El
Chorrillo, 1 de abril de 2023
La
idea de la montaña como objeto erótico se corrompe cuando deseamos llegar a
todos los rincones con fotografías y vídeos, con los drones por ejemplo. El
erotismo nos seduce porque en él, en el adivinar, en el entrever, en el ir
descubriendo poco a poco la montaña, el paisaje, los torrentes se encuentra el
gozo, no en el hecho de conocer con pelos y señales las laderas y los picos que
tan pormenorizadamente nos sirven las nuevas tecnologías. Qué amante puede
desear menos que encontrarse la cruda desnudez repentinamente prescindiendo de
los ritos del acercamiento, de las yemas de las manos acariciando sobre un
vestido unos senos. Poco a poco la montaña se nos descubre, asoma por el ribete
de una enagua, por la comisura de unos labios.
Hace
tiempo escribí sobre la inconveniencia de los drones que tanta información y
nuevas perspectivas nos proporcionan sobre cordilleras y montañas concretas. No
recuerdo lo que argumenté entonces, quizás me incomodaba el dron sin saber muy
bien por qué. Hoy, que ando por el siglo XIX de la mano de La montaña y el
arte y contemplo cómo escritores, poetas, pintores y los primeros
montañeros entran por los valles de los Alpes descubriendo sus montañas, sus
glaciares y todo ese magnífico entorno que se yergue entre el Ródano y el norte
del Po, me vi sorprendido por la razón no esclarecida entonces de mi oposición
al exceso de información visual de todo tipo de montañas. Ahora sí estoy
convencido de que nos hacen un flaco favor quienes nos suministra pelos y
señales sobre aquellas montañas que queremos recorrer. No ha sido un hecho
consciente el que cuando he programado un largo itinerario por los Alpes o
Pirineos me haya negado a mí mismo hacer previamente el mismo recorrido sobre
el Google Earth, o incluso que me niegue a usar las guías y sólo me conforme
con disponer de un mapa o un track. Ahora sé que mi deseo lo que quería era
descubrir por sí mismo los perfiles de las montañas que quería recorrer, sus
formas, su atrevida verticalidad, sus ríos, sus bosques. ¿Por qué habría de
privarme de la gracia de “descubrir” por mí mismo, ese deseo esencial de todo
explorador, de aquellos que recorrieron por primera vez determinadas montañas?

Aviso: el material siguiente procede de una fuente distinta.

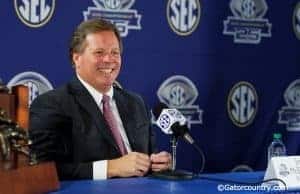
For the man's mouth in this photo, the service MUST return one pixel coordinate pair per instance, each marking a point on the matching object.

Es obvio que por mucho que haga nunca será la primera vez, pero sí lo será para
mí, para mi curiosidad y capacidad de sorprenderme.
Las
sensaciones se asientan sobre sutiles circunstancias, y de parecida manera en
que hemos descubierto que lo importante no es la cumbre sino el camino, éstas
se nutren entre otras cosas de lo inesperado, la sorpresa, el repentino asombro
ante lo que se abre ante nuestros ojos cuando alcanzamos una cumbre o llegamos
a lo alto de un collado. No me sería difícil hacer un paralelismo entre los
juegos eróticos y la relación que tenemos con la montaña cuando ésta poco a
poco se va desvistiendo hasta mostrarnos su entera belleza. Quien lea esto se
puede imaginar ese proceso de descubrimiento de quien camina en un paisaje
montañoso que lentamente va tomando forma mientras el sendero trepa y trepa por
la ladera.
En el
campo del arte la sugerencia forma un lugar importante en la relación que tiene
el espectador con la obra. Hay quien gusta que un cicerone le dé mascado todo,
la historia, los significados de esta o aquella parte del cuadro, su
simbología, el porqué de un color o la actitud de un personaje. Nada que
objetar, pero para mí que en esas circunstancias el espectador se pierde una
parte considerable del placer que le puede reportar el cuadro que siempre,
creo, debería ser un viaje de descubrimiento, de exploración, de indagación, de
exposición de la propia sensibilidad al roce del ala de la paloma que suscita
nuestro encuentro con el arte.
Quizás
escribiendo esto pueda averiguar por qué el pasado verano cuando atravesando el
Plan des Aiguille en Chamonix, llegado a las cercanías de Montenvers apenas mi
emoción se conmovió cuando me encontré ante el espectáculo de
Y
transgredir el necesario paso de retirar el velo poco a poco, con delicadeza,
para llegar a la plena desnudez, desconociendo la relación que hay entre lo
bello y su encubrimiento, es tener en poco la consideración que el acercamiento
a la belleza merece; y con ello, por tanto, digamos, para seguir con el símil,
confundir el erotismo con la pornografía.